In control neutrophils, exposure to FMLP resulted in a distinctly polarized morphology, a high percentage of cells forming broad lamellipodia at the leading edge and small uropodia at the rear (Fig. 2C and E). Exposure to ET alone markedly impaired the ability of neutrophils to polarize, maximum inhibition being seen at the same concentrations that maximally slowed chemokinesis, 300 to 500 ng/ml (Fig. 2E). Exposure of neutrophils to dual toxin treatment resulted in greater inhibition than for either toxin alone, maximum reductions in the percentage of polarized cells being observed at 250 ng/ml (Fig. 2D and F). ET treatment also reduced the speed of neutrophil-directed migration, or chemotaxis, treatment with 300-ng/ml-or-higher concentrations of ET reducing mean chemotactic velocity by 50% (Fig. 2G). Under these same conditions, LT also caused a concentration-dependent reduction in chemotaxis velocity, and a maximum inhibition of nearly 50% was observed at concentrations of between 250 and 500 ng/ml (Fig. 2H). Dual toxin treatment also inhibited chemotaxis, a maximal inhibition of 80% being observed at 250 ng/ml of the combination. (Fig. 2I). Thus, as observed for chemokinesis and polarity, the combination of LT and ET had additive inhibitory effects on chemotaxis. PA, EF, or LF alone at a concentration of 500 ng/ml had no significant effect on chemokinesis or chemotaxis, the resulting velocities being identical to those of control cells (data not shown).
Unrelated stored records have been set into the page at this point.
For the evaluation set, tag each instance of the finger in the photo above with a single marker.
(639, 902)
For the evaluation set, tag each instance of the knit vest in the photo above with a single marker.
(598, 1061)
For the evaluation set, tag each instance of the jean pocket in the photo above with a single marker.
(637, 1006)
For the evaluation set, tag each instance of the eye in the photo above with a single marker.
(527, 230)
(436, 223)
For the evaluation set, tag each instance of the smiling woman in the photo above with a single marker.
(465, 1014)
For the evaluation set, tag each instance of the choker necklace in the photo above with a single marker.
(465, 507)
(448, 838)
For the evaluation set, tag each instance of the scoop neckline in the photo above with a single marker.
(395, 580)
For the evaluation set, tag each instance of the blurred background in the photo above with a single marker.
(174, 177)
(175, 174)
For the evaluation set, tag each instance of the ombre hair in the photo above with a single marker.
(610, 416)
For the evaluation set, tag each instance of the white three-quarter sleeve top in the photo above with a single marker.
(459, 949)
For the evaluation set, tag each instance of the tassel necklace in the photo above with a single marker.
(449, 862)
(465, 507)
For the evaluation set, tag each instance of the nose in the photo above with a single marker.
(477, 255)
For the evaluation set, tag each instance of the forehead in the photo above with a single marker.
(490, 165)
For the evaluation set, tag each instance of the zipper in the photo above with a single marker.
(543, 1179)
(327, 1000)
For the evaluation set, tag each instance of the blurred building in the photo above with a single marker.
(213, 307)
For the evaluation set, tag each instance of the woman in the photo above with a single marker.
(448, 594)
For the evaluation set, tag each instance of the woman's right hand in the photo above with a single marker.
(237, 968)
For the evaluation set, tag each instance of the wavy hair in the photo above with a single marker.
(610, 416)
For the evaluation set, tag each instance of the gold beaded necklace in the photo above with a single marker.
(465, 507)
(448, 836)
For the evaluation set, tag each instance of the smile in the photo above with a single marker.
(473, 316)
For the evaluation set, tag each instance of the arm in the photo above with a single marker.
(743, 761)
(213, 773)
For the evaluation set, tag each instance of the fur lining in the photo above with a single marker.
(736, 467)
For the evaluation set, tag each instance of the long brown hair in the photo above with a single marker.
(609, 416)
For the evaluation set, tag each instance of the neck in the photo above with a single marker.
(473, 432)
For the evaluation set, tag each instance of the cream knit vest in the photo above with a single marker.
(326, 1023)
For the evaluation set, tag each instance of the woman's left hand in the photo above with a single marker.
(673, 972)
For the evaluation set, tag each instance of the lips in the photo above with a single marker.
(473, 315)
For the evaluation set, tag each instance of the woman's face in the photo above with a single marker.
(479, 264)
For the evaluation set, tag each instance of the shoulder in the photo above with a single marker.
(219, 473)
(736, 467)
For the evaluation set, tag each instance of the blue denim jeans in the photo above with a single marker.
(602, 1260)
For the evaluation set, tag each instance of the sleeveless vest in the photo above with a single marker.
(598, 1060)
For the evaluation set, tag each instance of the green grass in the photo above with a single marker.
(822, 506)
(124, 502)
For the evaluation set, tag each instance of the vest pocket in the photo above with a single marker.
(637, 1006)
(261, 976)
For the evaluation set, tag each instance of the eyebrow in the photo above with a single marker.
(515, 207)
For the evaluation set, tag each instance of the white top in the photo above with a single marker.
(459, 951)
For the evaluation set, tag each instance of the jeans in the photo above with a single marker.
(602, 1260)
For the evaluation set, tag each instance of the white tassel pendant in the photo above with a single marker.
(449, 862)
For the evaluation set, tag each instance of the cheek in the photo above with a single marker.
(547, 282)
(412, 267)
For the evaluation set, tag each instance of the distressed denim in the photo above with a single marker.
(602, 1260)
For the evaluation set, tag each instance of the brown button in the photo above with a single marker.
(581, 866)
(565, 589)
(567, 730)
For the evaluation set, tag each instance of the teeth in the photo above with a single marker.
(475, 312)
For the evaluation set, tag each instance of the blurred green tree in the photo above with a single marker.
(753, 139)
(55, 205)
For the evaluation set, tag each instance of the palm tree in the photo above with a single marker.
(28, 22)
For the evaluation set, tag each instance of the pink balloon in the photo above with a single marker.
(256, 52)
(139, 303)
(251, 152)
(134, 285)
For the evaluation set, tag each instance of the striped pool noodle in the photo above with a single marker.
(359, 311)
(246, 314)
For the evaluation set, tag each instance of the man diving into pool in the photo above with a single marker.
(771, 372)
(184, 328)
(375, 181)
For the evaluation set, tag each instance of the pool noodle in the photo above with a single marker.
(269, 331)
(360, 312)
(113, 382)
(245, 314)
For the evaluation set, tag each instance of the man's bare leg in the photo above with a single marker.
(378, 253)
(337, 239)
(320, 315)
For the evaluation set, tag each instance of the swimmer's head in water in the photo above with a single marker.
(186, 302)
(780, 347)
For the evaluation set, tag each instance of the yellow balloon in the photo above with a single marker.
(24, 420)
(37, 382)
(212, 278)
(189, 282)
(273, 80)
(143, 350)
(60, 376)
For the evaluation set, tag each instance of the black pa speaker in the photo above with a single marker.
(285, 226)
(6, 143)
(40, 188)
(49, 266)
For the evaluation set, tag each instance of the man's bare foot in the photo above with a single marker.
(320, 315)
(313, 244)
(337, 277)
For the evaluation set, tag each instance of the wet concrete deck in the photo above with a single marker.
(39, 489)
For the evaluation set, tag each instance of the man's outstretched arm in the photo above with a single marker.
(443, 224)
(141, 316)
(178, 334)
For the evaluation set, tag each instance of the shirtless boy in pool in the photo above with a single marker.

CD11/CD18 expression in neutrophils.
Signaling via the adhesion molecules of the β2 integrin family, CD11b/CD18, plays an essential role in PMN recruitment and activation during inflammation. ET-induced reductions in chemotaxis and chemokinesis could in part be mediated by a change in the surface expression of these adherence molecules. Therefore, we examined the effects of treatment with 500 ng/ml ET and forskolin-IBMX on the PMN surface marker expression of CD11b/CD18. No significant differences in surface expression were observed compared to the level of expression in control neutrophils (Fig. 3A). Similarly, LT at concentrations of up to 500 ng/ml had no effect on the surface expression of CD11b/CD18 (Fig. 3A). However, when EF, LF, and PA were combined, a concentration-dependent decrease in receptor surface expression was observed (Fig. 3B). Minimal effects were seen at 100 ng/ml; however, a 50% reduction in expression was observed at 300 ng/ml. PA, LF, and EF alone (500 ng/ml) had no effect on surface expression (data not shown).
FIG. 3.
Effects of anthrax toxins on CD11/CD18 surface expression by neutrophils. (A) Neutrophils were treated with buffer or 500 ng/ml ET or LT (500 ng/ml PA plus 500 ng/ml EF or LF) for 2 h or forskolin (Fsk)-IBMX (10 mM/100 mM) for 15 min, followed by surface staining and FACS analysis of 10,000 cells. In comparison to the level of expression in cells in buffer alone, no significant differences in receptor expression were observed in toxin- or forskolin-IBMX-treated cells. (B) Neutrophils were treated with 1 μg/ml of PA plus increasing concentrations of a 1:1 weight ratio of EF and LF (identical to conditions described for Fig. 2F) for 2 h, followed by staining and sorting as described above. A 50% reduction in the CD11/CD18 surface receptor expression was observed with 300 ng/ml (1 μg/ml PA plus 300 ng/ml EF plus 300 ng/ml LF). Error bars indicate the SEMs of the results of three experiments (P < 0.001). y axis, relative fluorescence intensity.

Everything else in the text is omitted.